E qual deve ser a melhor estratégia para que essa retomada seja mais robusta?

O que está faltando no Brasil, em todos os níveis, é uma questão de coordenação. Você tem uma situação heterogênea, onde tem lugares que estão numa situação muito melhor, outros não. O que seria benéfico é reconhecer que lugares que estão em melhor situação podem ter uma abertura mais rápida. Porque o que a gente sabe é que o impacto final sobre atividades e, mais importante no caso brasileiro, sobre a questão fiscal, e a gente está estimando um deficit primário para esse ano entre 12 e 14%. E que também é um número que não existe na história. Então, esse impacto vai depender da capacidade de você botar a economia para rodar de novo.
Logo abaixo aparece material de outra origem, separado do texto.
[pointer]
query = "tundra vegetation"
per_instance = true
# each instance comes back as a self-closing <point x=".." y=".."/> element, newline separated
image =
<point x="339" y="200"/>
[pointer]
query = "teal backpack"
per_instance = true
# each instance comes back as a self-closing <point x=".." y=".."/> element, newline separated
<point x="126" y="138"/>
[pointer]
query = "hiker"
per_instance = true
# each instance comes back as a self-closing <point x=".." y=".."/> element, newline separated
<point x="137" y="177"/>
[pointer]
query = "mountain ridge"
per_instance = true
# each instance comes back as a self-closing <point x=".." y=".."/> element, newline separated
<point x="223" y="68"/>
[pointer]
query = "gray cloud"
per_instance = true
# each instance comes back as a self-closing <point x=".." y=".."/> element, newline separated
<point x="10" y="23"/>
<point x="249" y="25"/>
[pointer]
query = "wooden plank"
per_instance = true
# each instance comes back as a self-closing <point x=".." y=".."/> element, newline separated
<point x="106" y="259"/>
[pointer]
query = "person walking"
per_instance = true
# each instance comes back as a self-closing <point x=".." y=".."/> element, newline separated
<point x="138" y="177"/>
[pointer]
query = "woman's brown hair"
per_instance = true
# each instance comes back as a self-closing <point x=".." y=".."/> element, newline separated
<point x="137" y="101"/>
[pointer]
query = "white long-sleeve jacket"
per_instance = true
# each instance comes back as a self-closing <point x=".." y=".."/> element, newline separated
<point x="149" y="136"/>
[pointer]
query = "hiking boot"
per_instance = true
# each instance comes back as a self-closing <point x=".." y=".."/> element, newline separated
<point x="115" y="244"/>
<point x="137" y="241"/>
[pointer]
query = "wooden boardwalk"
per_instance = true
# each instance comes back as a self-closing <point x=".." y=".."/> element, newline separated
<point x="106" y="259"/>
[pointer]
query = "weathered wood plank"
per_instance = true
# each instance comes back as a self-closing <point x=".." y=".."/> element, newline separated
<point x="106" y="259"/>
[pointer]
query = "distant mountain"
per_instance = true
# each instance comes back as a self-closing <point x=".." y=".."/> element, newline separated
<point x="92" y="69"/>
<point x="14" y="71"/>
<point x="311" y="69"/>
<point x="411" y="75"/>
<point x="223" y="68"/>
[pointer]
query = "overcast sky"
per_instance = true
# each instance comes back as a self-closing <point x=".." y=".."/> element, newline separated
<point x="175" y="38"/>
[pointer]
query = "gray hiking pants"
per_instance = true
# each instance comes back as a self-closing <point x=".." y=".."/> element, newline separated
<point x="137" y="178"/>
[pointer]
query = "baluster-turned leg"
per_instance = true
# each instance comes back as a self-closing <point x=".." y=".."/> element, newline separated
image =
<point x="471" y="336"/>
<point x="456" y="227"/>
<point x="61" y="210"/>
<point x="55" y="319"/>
Ok, num nível menor, muito machucado. Porque tudo isso desorganiza a economia, como toda recessão desorganiza a economia. Então, você precisa começar a reorganizar. Refazer os laços entre empregador e trabalhador, empresas e fornecedores, empresas e seus credores etc.. E isso demora tempo. Você não entra numa recessão e sai imediatamente. Até porque a razão primária do que causou a recessão pode até reaparecer. Então, pressupondo que não haja uma segunda onda que force você voltar a ter um distanciamento social radical, podemos pensar em agosto que todas as amarras do distanciamento social vão ser levantadas. Talvez num novo normal, onde algumas atividades ainda estarão muito controladas. Todo mundo usando máscara. Tudo aquilo que a gente sabe que vai acontecer. Não é exatamente uma volta ao passado, mas, pelo menos, não tem mais essa coisa de fechar todo o comércio.